After the longest of breaks from this blog, here's a lengthy update to get your teeth into! No, I still don't have any breaking news - that I can confirm anyway ;) - but I do have some thoughts I'd like to throw into the great Interwebs for your viewing pleasure.

One realisation I reached last year was this: even though we hate cliches, we'd be stupid to ignore them. It's only when we're at a point in our life where a cliche is particularly applicable that we can receive it for the wisdom that it is.

Cliche 1: Everybody is on the same path in life.
Expansion: We're born, we're raised (or not raised) by our parents, we fall and out of love, we get a job, we get married, we have kids, we retire, we die.

The amazing thing about that particular recipe is that it doesn't matter where you live, what you aspire to or what you're currently doing ... it applies to you. EVERYTHING else is just window dressing. 

Your profession, your taste in music, your partner, your hairstyle, your politics or religion, what you do on a Friday night for entertainment... ultimately, those things make you unique but they don't change the meta-narrative.

Ok ok, monks, the Pope and those agrarian non-conformists will have different mileage. I'm talking about the meta-narrative for the humanity I'm part of: the urban, educated and upwardly-mobile. I.e you, if you've got access to the Internet and a penchant for blogs.

So why did I highlight something you already know? To lay the foundation for the next cliche.

Cliche 2: Life is inherently unsatisfying if you don't take control of it.
Expansion: It doesn't matter how much you earn, what career you choose or what specific choices you've made in your personal narrative. You're still going to be poorer than many many people, dislike your job in some way and have occasional (or more frequent) arguments with those you love.

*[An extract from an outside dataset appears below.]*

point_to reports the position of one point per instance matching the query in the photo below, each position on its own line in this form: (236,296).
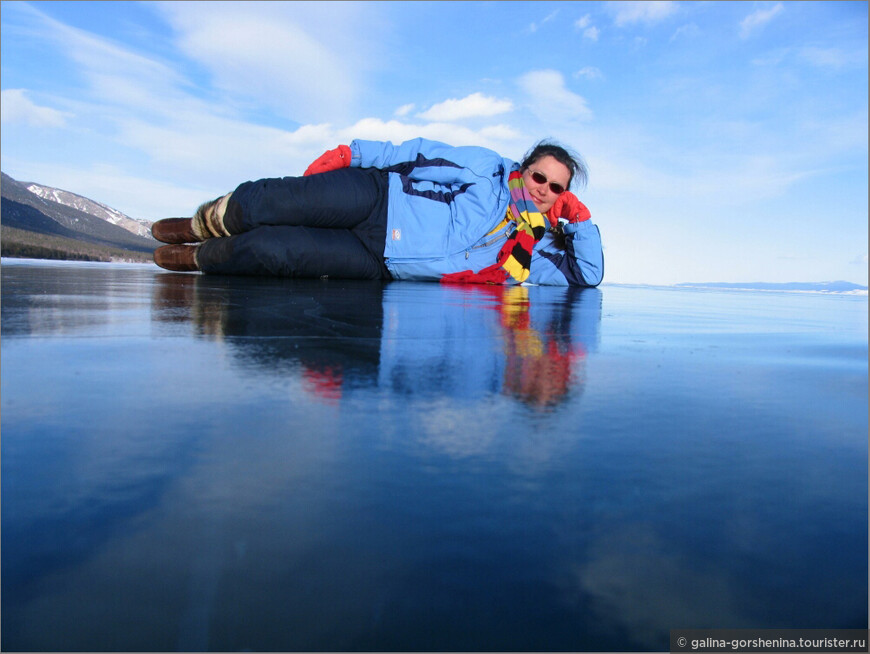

My Big Realisation is really simple: the reason we're so unhappy is because everything we're lead to want by advertisers doesn't answer our true needs as humans. And yes, I've got a handy list of those needs:
- To discover/learn
- To create (especially something to be remembered by after our death)
- To be surprised by
- To be part of a community

Do you want to know the 21st Century's solutions to those problems?
Discover/learn: watch a documentary on the Discovery channel
Create: build a puzzle
Surprise: that twist at the end of the movie
Community: Social networking like Facebook

Can you see why that's so inherently unsatisfying? I think about life Back in Ye Good Olde Days, and I think of the discovery potential of sailing out to unexplored lands. How about the ability to create which America's founding fathers enjoyed, or the builders of Rome enjoyed? Imagine the surprise involved in landing on the moon, or figuring out for the first time that the world was round. And community? What is being 'friends' with a bunch of strangers on our cellphone's Facebook application compared to fighting for our countries in one of the World Wars?

The big problem here is that the answers to human needs have been commercialised, and extremely poorly. How many times have I wondered why I'm living in a big city and yet have no entertainment options which I find appealing? 

I'm sorry, but going to a restaurant/bar/club/casino/cinema/shopping mall/bowling alley/drama is not the answer to all human problems.

The ultimate sadness is this: in the few hours we have to ourselves between work and sleeping, we're prompted to just dive into those commercialised solutions to our problems. But they're not satisfying, are they? They're just temporary distractions.

I've chosen as my goal in life to launch some business which addresses these key human needs in a more concrete and holistic fashion. It's not going to be easy, but then again ... nothing is. What do you think?